Reducing cost-to-serve by up to 40% is not an ambitious goal; rather, it is the result of numerous small, focused fixes implemented with discipline and visibility.
If you want a clearer view of what’s driving your AHT, repeat calls, and cost-to-serve, you can watch a short demo that shows how conversation insights surface these patterns without disrupting your current workflows.
Frequently Asked Questions
1. How does insurance call center cost reduction impact customer satisfaction?
When insurers reduce avoidable calls and improve first-call resolution (FCR), customers spend less time waiting or calling back. This typically improves CSAT while lowering overall cost-to-serve.
2. Can insurance call centers reduce costs without outsourcing?
Many insurance contact centers achieve call center cost optimization internally by fixing AHT drivers, repeat calls, and workflow inefficiencies without outsourcing or downsizing teams.

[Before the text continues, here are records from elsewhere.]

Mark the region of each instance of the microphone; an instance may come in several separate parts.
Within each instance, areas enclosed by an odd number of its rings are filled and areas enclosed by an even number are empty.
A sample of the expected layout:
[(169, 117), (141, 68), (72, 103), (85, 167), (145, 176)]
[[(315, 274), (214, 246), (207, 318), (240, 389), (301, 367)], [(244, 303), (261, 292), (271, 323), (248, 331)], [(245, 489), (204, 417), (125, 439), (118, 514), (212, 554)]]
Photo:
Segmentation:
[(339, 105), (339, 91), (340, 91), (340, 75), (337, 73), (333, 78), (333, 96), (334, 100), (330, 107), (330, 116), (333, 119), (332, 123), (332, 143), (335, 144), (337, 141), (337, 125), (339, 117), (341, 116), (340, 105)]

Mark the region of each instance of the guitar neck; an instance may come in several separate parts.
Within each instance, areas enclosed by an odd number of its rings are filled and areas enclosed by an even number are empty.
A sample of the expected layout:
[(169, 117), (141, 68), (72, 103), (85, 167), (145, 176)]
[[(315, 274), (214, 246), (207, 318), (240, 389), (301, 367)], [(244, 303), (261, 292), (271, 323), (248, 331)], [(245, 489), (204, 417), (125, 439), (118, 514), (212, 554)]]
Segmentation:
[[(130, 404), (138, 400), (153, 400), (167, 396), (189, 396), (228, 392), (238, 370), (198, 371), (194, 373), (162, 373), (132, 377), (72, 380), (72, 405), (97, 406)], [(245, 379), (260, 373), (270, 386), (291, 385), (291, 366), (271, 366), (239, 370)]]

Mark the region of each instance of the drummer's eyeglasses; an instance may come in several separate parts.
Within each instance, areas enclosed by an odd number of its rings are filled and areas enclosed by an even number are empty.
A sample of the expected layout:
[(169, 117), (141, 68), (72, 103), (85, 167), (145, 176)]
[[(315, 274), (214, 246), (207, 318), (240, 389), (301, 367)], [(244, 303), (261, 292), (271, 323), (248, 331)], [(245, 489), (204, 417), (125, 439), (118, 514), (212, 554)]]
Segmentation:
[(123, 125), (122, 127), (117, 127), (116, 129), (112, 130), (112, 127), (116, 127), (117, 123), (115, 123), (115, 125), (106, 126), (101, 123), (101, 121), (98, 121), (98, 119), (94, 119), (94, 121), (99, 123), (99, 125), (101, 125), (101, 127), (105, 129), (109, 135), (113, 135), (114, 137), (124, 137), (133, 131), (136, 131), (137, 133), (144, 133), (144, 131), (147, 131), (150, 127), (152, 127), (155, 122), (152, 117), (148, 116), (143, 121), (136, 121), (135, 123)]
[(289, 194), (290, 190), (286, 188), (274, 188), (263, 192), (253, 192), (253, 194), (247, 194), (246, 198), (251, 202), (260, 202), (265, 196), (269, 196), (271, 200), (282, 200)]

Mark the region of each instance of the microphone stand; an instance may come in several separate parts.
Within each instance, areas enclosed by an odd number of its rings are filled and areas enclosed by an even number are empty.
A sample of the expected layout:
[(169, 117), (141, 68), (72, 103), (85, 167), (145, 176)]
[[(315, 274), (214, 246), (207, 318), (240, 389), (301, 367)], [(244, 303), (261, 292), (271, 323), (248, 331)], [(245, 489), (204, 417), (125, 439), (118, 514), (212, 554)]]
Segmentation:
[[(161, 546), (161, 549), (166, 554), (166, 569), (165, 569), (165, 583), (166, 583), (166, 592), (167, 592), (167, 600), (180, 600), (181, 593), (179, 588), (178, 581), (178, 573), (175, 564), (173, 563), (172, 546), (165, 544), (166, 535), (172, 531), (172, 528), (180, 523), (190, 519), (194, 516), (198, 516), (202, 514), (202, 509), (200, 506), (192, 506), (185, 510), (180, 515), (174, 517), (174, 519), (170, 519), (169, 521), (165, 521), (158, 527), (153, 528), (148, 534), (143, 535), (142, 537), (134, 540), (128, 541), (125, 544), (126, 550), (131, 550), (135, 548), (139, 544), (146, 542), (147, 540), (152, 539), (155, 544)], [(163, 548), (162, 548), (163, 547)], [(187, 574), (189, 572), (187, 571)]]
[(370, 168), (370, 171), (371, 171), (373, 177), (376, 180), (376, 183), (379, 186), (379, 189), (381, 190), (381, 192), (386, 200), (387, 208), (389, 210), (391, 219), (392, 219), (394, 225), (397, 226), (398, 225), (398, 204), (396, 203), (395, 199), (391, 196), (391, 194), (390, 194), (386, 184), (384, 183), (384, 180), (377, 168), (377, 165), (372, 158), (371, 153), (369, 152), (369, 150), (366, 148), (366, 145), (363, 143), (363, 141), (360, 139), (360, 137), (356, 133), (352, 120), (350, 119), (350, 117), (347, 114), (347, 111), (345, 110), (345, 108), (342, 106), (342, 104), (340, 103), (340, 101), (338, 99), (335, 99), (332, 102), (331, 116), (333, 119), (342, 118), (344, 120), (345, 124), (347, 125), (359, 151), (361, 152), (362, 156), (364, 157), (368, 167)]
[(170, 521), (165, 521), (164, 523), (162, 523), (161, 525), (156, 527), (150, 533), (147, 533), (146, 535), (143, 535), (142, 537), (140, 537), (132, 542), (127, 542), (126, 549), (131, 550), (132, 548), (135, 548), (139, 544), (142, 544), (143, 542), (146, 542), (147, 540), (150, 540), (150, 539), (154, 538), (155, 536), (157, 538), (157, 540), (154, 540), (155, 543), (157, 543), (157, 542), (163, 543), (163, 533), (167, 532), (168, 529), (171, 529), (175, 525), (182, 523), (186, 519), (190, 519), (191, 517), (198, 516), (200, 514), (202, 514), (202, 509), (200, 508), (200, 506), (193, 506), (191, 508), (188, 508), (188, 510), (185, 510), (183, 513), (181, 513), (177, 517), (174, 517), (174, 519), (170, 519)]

3. What role does AI play in insurance contact center efficiency?
AI helps insurers analyze 100% of calls, identify repeat-call drivers, and surface AHT bottlenecks. This improves insurance contact center efficiency by enabling faster, data-backed operational decisions.
4. How do insurers measure cost-to-serve in call centers?
Cost-to-serve is measured by combining staffing costs, AHT, repeat-call rates, and volume by call type. Leading insurers track this weekly to guide continuous call center cost optimization.
5. Are call center cost savings sustainable without reducing headcount?
Insurance call center cost reduction is sustainable without layoffs when workflow friction is eliminated, and repeat contacts are avoided.